The impacts of changes in land use patterns on hydrology due to extensive urbanization in the spatial limits of watershed is a critical issue in water resource management and watershed land use planning. Land use and land cover maps of the study area for the years 2000 and 2010 were obtained using spectral bands, texture bands or combination of both of them. The major motivation for the use of alternative classification methodologies was the existence of similar spectral signatures for urban and marl/chalk geologic formations located in the study area. These methodologies were evaluated for their accuracy and the optimum classification products were selected in order to be used to the research of urban land use regime evolution during the last decade.
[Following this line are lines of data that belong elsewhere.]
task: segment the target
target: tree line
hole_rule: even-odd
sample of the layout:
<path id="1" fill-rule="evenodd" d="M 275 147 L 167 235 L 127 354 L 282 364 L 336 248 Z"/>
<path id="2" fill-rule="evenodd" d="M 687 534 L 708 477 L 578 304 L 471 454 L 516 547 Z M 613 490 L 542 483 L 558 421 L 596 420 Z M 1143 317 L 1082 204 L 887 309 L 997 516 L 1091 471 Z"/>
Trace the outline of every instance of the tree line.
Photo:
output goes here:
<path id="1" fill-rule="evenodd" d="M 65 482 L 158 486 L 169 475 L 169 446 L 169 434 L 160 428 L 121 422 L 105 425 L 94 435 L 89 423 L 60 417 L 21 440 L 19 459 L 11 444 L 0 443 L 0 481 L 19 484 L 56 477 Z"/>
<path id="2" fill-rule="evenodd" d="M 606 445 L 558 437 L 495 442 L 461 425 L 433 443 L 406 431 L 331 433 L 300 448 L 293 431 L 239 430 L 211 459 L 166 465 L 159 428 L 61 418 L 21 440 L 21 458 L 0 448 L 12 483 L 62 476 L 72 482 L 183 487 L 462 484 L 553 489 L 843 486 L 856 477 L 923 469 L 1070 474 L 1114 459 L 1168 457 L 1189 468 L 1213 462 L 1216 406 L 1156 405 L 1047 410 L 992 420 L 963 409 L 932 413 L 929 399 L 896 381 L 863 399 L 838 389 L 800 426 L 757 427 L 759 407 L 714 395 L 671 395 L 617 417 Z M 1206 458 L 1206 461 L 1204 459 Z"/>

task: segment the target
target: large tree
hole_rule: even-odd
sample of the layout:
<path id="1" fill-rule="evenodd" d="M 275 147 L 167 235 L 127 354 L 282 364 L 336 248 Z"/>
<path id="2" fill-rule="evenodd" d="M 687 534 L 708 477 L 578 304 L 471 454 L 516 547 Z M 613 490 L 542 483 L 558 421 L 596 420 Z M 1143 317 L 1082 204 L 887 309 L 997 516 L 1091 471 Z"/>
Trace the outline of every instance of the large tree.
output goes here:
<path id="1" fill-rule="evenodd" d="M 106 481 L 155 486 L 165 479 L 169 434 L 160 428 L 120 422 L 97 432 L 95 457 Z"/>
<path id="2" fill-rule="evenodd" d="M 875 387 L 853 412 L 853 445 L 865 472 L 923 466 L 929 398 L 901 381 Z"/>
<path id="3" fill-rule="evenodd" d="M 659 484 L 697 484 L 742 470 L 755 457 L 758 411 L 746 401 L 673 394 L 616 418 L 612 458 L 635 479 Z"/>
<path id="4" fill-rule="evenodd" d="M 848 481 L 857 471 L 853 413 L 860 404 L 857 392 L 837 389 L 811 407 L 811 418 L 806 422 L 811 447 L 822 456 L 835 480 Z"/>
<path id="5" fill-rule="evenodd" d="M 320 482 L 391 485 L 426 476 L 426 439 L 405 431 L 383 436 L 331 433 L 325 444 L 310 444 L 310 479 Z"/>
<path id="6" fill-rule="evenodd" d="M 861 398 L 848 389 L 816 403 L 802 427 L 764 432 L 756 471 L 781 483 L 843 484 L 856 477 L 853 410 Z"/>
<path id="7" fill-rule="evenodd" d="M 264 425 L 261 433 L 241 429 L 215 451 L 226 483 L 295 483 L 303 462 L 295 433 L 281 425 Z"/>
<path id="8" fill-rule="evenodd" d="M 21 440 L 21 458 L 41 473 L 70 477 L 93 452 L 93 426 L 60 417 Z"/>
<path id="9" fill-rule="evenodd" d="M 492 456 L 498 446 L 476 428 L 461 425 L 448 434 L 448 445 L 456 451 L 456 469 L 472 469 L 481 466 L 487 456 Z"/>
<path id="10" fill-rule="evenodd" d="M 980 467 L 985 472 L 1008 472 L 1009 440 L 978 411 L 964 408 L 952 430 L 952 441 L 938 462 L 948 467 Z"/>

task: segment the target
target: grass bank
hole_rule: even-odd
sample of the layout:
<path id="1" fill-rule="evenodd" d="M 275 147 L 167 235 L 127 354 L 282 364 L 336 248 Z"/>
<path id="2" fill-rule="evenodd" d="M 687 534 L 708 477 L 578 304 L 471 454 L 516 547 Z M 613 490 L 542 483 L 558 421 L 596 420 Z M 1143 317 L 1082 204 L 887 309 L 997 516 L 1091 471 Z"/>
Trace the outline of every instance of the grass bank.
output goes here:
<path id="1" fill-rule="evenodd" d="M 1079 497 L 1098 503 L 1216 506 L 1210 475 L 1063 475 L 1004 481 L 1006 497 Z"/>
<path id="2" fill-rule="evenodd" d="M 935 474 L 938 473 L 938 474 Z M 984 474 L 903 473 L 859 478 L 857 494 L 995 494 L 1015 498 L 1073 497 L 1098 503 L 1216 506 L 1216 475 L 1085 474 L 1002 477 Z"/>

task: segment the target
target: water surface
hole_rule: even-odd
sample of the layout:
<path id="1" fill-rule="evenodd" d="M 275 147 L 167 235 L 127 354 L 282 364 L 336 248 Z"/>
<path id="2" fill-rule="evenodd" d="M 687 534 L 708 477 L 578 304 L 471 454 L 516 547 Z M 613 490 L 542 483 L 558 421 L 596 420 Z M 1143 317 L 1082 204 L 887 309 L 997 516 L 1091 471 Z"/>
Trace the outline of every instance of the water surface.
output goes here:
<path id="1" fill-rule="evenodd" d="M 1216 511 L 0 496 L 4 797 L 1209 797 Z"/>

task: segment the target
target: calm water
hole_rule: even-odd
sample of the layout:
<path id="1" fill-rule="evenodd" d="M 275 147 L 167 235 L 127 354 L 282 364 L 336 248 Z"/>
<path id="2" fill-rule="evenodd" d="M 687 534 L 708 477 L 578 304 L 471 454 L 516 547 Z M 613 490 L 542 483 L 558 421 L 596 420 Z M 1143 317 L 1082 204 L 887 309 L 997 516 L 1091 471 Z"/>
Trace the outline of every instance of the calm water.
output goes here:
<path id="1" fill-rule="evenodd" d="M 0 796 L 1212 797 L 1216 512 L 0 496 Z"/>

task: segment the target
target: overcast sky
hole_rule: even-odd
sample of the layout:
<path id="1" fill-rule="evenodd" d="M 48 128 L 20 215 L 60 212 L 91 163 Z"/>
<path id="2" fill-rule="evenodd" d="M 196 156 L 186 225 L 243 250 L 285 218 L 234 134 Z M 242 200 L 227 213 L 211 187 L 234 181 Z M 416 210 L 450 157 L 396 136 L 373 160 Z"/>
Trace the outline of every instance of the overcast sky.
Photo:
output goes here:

In both cases (2000 and 2010) the combination of three spectral bands with the first three principal components extracted from texture bands led to more accurate and reliable results. In the next stage, landscape spatial metrics were used to measure the urban sprawl phenomenon in the study area and its changes through time. Specifically, seven metrics were applied to the two final classified images. The results from the vast majority of the metrics, besides Euclidean distance measurement, denoted a steady dispersion of urban settlements within the area of watershed. Although there was not a significant total urban area increase during this period, a considerable urban sprawl phenomenon was recorded.

This study denoted that spatial measures, such as texture, can play an important role in the analysis of satellite imagery. The overall improvement of classification accuracy products derived from images of medium spatial resolution such as those of Aster highlights the potential of use of texture bands in combination with multispectral imagery. Moreover, the urban sprawl phenomenon was recorded in detail with the use of landscape metrics emphasizing to the flood inundation danger in an already flood prone watershed basin such as Yialias. The research team will continue the specific research by incorporating images of higher spatial resolution to the classification model.